Last week, President Trump signed the 2018 Farm Bill signaling the official nationwide legalization of industrial hemp. This bill federally legalizes the cultivation and sale of industrial hemp.
Society’s attitude towards cannabis-based products has changed rapidly in the last decade. Almost overnight, Cannibidoil (CBD) products have become a popular choice for holistic medicine, especially in the growing number of states where it is legalized. Yet, under federal law CBD remained unlawful.
The federal government places every controlled substance in a schedule according to its relative potential for abuse and medicinal value. Under the Controlled Substance Act (CSA), CBD was classified as a Schedule I substance, the same as heroine and cocaine, which meant the federal government viewed CBD as highly addictive and having no medical value. Legalizing the sale and use of CBD in certain states raised new questions for both employers and employees, including on the interplay between the legalization of CBD and drug free work zones required under federal law.
The 2018 Farm Bill removes hemp-derived products from its Schedule I status under the CSA. In the bill, “hemp” is defined as the plant Cannabis sativa L. and any part of that plant, including the seeds thereof and all derivatives, extracts, cannabinoids…. whether growing or not, with a THC concentration of not more than 0.3 percent on a dry weight basis. The characteristic of having low THC is the key difference to distinguish industrial hemp from marijuana. CBD derived from THC-containing marijuana (more than .3%) is still unlawful.
Now that hemp-derived CBD is lawful in every state, it is unclear how exactly CBD use will impact the workplace. Prior to the Farm Bill, employers could terminate employees for positive drug screens based on its classification under federal law. Now, many employers question how to determine if a positive drug screen is the result lawful CBD use or if it is CBD use in tandem with marijuana usage. Given the many uncertainties with drug testing, employers should refrain from advising applicants or employees regarding the risk of CBD usage and testing positive on a drug test.

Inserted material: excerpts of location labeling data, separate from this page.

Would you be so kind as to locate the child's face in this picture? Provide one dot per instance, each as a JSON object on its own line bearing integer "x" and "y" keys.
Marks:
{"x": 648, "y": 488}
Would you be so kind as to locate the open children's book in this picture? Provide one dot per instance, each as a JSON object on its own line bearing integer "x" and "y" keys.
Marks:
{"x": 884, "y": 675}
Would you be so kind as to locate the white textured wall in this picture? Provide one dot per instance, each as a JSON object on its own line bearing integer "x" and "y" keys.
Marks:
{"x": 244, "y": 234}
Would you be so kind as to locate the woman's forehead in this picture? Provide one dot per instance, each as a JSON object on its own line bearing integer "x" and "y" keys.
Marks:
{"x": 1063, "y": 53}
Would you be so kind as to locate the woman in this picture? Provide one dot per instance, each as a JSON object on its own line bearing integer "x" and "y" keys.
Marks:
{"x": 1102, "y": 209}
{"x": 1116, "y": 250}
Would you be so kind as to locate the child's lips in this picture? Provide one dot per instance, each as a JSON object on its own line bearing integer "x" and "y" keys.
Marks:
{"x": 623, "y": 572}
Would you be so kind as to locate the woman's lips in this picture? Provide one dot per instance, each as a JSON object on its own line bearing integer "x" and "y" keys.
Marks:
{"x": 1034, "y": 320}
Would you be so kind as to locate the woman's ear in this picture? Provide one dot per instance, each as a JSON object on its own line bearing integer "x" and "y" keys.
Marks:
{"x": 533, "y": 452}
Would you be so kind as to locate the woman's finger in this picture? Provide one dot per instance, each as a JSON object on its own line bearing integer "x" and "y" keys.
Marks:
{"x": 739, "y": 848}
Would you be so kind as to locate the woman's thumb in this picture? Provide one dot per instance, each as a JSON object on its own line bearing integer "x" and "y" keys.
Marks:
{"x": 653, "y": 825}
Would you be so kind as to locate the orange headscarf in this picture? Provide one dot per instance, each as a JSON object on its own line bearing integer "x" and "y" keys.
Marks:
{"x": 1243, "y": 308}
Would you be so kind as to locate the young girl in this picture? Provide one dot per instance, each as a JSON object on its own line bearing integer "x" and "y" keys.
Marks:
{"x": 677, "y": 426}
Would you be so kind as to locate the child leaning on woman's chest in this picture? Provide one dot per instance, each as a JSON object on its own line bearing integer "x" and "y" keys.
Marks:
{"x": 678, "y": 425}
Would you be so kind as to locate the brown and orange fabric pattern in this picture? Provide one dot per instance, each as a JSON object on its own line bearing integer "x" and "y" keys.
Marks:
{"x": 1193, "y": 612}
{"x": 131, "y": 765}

Employers are recommended to review and update drug-testing policies to ensure that they (a) set clear expectations of employees; (b) provide justifications for the need for drug-testing; (c) expressly allow for adverse action (including termination or refusal to hire) as a consequence of a positive drug test; and (d) address how to respond to claims of false positive tests as a result of CBD use. Additionally, employers should have a medication policy that addresses CBD use, including the use while working on company property, and how it may or may not be administered. Employers should also be aware that requests for CBD usage may trigger an obligation to engage in the interactive process under the Americans with Disabilities Act.
Employers enforcing zero-tolerance policies should be prepared for future challenges to such policies.